The primary political issue (after all the finger pointing) about the I35W infrastructure failure is that maintenance is critical. Bridges and levees aren't just things that get built then forgotten. A bridge is a process. When you build something, you have to plan for the costs of the whole lifecycle of the project.

Unfortunately, in our little politically charged world, politicians simply want the fame, glory and power that come from the construction. The maintenance is an expense pushed onto an unwitting future generation. Even when the planners are good and calculate the full lifecycle costs of a project, the politicians that follow are wont to divert the tax dollars set aside for maintenance into their pet projects.

A few of the talking heads on TV were arguing that Minnesota should be raising taxes to pay for better road maintenance. I was a bit upset with this argument. You should never have to raise taxes to pay for maintenance. If you do, it generally means one of two things. Either the people who planned the infrastructure in the first place did a really bad job. The more likely scenerio is that politicians diverted the budget set aside for maintenance to other less worthy projects.
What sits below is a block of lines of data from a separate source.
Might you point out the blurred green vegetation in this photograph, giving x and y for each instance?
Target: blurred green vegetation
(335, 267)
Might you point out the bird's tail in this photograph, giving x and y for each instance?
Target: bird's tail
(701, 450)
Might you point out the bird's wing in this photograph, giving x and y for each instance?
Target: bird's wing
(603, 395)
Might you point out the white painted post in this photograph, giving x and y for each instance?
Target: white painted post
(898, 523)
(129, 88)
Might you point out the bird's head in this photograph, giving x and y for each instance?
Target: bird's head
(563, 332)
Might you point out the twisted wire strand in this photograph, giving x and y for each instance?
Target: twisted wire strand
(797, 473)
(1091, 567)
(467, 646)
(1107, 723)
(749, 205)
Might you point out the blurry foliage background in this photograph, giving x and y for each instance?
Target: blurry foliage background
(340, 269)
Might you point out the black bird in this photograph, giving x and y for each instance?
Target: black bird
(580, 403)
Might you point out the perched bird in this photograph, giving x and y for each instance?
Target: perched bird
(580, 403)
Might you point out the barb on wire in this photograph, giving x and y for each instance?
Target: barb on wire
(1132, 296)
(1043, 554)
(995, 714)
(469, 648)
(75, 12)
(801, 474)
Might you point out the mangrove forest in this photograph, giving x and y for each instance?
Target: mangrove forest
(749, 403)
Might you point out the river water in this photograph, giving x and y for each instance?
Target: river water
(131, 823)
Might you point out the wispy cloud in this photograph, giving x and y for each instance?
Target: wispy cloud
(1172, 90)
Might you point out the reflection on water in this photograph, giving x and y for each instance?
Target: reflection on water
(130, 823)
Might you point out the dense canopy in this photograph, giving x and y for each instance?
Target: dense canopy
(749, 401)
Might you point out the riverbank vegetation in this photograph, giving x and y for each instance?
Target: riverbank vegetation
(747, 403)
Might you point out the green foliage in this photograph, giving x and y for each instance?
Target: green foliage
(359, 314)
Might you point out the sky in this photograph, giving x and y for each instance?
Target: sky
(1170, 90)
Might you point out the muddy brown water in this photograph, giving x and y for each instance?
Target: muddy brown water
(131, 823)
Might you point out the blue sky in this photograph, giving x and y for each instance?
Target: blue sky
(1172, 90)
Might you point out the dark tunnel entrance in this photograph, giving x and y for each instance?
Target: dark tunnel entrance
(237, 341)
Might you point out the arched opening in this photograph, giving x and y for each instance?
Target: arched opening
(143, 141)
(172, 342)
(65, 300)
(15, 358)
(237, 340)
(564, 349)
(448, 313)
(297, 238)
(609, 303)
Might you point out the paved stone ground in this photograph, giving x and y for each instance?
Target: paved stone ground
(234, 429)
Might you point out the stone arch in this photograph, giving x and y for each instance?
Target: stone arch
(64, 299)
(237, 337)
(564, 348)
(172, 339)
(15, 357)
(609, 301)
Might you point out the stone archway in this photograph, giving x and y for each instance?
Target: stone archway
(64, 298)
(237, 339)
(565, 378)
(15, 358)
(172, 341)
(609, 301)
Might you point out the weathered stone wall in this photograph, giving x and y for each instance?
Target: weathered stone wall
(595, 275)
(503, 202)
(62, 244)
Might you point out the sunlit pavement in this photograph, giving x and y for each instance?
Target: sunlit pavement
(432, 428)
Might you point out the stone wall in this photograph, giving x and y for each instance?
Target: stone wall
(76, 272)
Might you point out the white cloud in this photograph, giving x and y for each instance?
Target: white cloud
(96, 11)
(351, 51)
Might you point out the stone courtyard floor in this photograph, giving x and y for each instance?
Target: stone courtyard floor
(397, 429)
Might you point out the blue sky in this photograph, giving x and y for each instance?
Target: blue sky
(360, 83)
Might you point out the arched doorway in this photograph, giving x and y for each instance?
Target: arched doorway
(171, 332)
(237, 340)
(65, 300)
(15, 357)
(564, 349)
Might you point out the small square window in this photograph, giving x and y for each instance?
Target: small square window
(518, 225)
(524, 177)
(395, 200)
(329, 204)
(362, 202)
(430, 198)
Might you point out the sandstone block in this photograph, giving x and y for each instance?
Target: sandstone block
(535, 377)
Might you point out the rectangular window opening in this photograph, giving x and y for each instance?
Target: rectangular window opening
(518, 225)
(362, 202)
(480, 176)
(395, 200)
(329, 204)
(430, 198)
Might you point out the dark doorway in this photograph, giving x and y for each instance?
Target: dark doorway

I suspect there is going to be a great deal of finger pointing at Minnesota's maintenance workers in the upcoming weeks. Personally, I really appreciate of people in the unglamorous world of maintenance. So, my heart goes out to the victims on the bridge, the maintenance workers and my fellow trolls who now have to find a new bridge to live under.

2 comments:

Scott Hinrichs said...

I noticed that a court ruled that insurance companies don't have to pay for damage due the the flooding caused by the breaking of the levee in New Orleans during Hurricane Katrina. These people's policies specifically excluded this type of coverage.

But it does beg the question of who the people should appeal to for recovery of their losses. It seems that the government entities that were at fault for failing to maintain the levee were negligent and should compensate those that were damaged by their negligence accordingly.

Failure to do proper maintenance is truly the most costly way to go.

Charles D said...

You are right about diversions - at least to an extent. I heard on one of the news channels that the cost of fixing all the bridges that are currently substandard in the US would be $190B. The Iraq War is slated to cost at least $1000B, so that's a good start. We spend about $1.8 Trillion per year on the military including veteran's costs, debt service on previous military budgets, etc.

We have a choice between having a decent infrastructure and a decent life for Americans and being an empire and "superpower". Only 2 of our horde of Presidential candidates in the 2 parties get that - one on each side.